L e foto di questi luoghi mi affascinano da sempre. Ricordo la prima volta che vidi quella diapositiva proveniente dalla macchinetta analogica di mio padre, che ora è la mia. La foto ritraeva i miei genitori davanti a una palafitta altissima e immersa nella foresta. Quella foresta è la foresta amazzonica peruviana e quella foto risale al loro viaggio di nozze nell’ormai lontano 1989.
Proprio quest’anno a Palazzo delle Esposizioni a Roma ho visitato la mostra del World Press Photo e, tra le tante foto strazianti ma necessarie che erano appese alle pareti bianche, ho trovato anche l’Amazzonia, questa volta stravolta dalla crisi climatica. Un giovane che per portare il cibo a sua madre in un villaggio un tempo raggiungibile in barca, ora si trova costretto a percorrere a piedi il letto di un fiume in secca. Una donna vive con il suo compagno e la loro figlia di due anni in una “casa galleggiante” che, sempre a causa della siccità, sembra galleggiare sul deserto più che sul fiume. Sono foto che mostrano gli effetti del cambiamento climatico come una realtà concreta capace di plasmare il futuro di comunità vulnerabili strettamente connesse con il mondo naturale.
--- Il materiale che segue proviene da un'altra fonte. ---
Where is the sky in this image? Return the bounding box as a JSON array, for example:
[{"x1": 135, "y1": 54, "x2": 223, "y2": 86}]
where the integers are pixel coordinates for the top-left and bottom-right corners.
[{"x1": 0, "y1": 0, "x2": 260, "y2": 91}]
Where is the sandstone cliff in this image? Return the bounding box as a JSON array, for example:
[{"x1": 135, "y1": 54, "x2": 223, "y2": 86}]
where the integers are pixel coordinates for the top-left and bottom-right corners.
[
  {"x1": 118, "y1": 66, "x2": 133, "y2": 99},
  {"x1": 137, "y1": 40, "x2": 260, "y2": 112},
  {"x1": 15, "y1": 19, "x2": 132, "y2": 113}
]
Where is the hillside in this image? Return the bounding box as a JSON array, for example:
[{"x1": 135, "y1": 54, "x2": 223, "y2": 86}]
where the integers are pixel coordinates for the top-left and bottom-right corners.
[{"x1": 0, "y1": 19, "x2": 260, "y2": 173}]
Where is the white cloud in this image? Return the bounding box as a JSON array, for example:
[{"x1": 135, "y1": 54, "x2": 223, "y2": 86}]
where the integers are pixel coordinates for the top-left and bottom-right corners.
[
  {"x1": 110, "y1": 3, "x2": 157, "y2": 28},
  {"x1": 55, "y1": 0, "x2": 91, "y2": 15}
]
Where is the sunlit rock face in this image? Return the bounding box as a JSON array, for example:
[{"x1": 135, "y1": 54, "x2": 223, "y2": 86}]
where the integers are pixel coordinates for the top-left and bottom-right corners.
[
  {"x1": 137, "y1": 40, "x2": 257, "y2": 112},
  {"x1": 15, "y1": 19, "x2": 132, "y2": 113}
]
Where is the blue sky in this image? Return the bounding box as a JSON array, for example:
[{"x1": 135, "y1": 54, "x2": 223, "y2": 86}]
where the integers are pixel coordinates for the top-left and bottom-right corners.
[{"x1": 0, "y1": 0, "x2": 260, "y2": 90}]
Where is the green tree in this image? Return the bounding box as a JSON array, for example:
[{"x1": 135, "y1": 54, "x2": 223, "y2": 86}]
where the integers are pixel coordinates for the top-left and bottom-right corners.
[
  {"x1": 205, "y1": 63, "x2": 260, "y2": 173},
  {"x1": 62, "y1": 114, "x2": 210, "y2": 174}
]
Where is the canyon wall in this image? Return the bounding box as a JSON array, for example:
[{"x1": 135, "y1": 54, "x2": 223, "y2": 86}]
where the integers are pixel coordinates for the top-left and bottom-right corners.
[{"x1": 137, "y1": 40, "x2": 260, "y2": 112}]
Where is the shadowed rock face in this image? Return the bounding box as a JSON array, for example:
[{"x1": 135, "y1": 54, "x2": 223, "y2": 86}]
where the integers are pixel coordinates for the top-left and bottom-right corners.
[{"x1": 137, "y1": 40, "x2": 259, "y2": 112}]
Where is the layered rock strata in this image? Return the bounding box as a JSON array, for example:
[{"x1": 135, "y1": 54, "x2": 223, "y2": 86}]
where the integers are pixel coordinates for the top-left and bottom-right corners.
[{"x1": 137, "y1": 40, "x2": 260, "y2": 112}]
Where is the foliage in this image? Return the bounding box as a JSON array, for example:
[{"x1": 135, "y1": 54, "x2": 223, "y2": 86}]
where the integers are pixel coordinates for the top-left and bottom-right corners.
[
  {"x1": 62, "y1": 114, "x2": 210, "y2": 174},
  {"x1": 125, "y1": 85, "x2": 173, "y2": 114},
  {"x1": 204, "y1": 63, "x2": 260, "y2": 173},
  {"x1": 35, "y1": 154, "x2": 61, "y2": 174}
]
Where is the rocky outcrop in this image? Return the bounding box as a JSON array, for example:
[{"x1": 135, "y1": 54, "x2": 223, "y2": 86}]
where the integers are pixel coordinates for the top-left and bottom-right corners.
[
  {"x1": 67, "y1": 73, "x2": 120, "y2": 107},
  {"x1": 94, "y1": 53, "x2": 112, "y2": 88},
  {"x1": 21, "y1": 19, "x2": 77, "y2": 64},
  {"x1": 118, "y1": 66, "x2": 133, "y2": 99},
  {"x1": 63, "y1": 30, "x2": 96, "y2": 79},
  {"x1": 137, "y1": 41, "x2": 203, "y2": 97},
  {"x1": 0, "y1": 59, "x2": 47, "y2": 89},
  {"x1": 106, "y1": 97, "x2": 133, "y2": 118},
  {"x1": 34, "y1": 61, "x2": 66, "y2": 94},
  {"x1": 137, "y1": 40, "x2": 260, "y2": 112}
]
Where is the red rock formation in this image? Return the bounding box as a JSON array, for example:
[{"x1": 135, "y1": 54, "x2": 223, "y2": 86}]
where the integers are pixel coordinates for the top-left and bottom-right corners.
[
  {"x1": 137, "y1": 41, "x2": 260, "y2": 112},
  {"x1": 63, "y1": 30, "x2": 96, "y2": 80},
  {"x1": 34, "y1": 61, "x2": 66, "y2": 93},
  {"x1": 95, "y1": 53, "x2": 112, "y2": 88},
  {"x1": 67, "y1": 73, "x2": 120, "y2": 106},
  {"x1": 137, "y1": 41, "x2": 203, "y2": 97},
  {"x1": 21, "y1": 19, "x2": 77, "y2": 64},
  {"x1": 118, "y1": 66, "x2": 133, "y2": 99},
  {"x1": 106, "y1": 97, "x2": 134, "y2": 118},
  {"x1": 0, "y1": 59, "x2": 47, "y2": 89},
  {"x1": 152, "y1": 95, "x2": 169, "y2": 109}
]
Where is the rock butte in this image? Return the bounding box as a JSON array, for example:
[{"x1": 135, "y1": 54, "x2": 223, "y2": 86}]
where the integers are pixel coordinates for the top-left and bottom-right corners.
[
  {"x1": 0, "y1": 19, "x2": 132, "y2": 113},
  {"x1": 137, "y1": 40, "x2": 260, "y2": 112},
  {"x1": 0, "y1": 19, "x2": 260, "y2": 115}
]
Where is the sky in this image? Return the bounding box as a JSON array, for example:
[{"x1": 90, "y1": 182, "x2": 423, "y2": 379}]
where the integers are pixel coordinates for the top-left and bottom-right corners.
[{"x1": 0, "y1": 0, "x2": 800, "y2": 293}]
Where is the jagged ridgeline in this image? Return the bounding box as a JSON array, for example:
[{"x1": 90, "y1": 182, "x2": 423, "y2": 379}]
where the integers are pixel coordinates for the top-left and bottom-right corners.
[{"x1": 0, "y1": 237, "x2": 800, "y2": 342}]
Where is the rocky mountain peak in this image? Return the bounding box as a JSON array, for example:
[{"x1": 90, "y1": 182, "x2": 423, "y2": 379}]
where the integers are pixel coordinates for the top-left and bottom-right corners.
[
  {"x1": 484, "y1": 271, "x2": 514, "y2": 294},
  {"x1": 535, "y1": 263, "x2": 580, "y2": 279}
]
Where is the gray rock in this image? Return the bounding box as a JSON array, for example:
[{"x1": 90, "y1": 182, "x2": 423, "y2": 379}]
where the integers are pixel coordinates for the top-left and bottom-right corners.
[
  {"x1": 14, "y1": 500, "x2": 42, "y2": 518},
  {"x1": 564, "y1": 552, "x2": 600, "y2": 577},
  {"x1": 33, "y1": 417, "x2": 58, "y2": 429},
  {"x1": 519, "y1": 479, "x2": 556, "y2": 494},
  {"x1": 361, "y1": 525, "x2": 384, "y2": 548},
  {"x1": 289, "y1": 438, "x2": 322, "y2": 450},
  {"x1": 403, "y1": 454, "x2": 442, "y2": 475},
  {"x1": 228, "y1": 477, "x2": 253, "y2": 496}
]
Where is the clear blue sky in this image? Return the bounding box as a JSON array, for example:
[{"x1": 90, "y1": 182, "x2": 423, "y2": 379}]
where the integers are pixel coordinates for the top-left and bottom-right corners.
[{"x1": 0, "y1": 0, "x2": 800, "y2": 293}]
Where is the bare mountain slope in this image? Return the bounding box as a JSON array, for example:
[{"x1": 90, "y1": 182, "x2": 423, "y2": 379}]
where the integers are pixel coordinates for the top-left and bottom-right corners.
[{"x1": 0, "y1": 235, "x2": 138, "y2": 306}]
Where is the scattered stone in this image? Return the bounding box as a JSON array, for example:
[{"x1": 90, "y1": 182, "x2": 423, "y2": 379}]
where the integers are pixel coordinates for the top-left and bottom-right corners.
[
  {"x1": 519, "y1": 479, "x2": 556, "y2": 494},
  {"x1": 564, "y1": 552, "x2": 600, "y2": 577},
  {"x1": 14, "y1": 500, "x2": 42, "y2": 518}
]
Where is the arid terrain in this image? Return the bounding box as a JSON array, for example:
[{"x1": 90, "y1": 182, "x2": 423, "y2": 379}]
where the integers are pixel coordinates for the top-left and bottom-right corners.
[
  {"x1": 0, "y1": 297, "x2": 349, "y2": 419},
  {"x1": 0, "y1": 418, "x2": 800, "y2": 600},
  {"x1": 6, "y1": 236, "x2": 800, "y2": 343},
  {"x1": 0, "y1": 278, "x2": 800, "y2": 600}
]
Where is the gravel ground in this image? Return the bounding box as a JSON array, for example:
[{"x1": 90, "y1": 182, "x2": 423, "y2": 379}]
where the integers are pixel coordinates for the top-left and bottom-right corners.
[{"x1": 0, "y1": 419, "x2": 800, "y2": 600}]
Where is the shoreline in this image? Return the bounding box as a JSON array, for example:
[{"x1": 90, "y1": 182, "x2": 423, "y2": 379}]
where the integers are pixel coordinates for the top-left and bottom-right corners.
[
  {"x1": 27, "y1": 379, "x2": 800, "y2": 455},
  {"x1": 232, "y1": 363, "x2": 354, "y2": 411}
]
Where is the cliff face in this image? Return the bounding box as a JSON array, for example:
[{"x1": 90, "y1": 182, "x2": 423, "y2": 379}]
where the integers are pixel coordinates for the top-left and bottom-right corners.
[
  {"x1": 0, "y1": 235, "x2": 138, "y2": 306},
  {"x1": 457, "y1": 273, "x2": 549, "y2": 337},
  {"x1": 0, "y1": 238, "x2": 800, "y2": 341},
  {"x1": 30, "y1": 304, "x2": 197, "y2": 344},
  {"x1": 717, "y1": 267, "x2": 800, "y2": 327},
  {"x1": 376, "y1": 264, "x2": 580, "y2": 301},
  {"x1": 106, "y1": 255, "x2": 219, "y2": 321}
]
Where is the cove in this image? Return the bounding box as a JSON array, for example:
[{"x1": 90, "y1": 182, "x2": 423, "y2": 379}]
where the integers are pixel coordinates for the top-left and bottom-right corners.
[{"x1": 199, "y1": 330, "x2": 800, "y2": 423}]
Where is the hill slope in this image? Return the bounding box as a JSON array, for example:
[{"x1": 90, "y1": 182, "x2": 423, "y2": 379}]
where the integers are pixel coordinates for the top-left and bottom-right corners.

Con il nome Amazzonia si intende un bioma, ovvero un insieme di ecosistemi, che si trova nel nord dell’America latina e ne occupa il 40%. È una delle regioni più estese del pianeta che con i suoi 7,8 milioni di chilometri quadrati risulta grande due terzi dell’intera Europa. A occhi inesperti, l’Amazzonia potrebbe sembrare un ambiente umido stabile. In realtà, è caratterizzata da due stagioni distinte: la stagione delle piogge e la stagione secca. I livelli naturali di inondazioni e siccità però stanno venendo potenzialmente alterati dal cambiamento climatico con conseguenze che vanno ben oltre l’equilibrio dell’ecosistema amazzonico stesso.
Il bacino amazzonico ospita la vasta e diversificata foresta pluviale amazzonica e il fiume più lungo al mondo, contribuendo così a diversi servizi ecosistemici. Da un lato, è il polmone verde che immagazzina l’anidride carbonica nella biomassa vegetale e nel suolo e produce circa il 20% dell’ossigeno mondiale contribuendo alla regolazione del clima locale e globale. Dall’altro, il Rio delle Amazzoni è il fiume che trasporta più acqua al mondo. Scorre dalle Ande all’Atlantico dove riversa ogni giorno circa 17 miliardi di tonnellate di acqua dolce, un quinto dello scarico mondiale, mantenendo i cicli dell’acqua attraverso il sistema delle correnti che distribuiscono calore sul pianeta. Il maestoso fiume sta però affrontando livelli record di acque basse a causa della grave siccità.
L’Amazzonia è il polmone verde che produce circa il 20% dell’ossigeno mondiale contribuendo alla regolazione del clima locale e globale, mentre il Rio delle Amazzoni è il fiume che trasporta più acqua al mondo.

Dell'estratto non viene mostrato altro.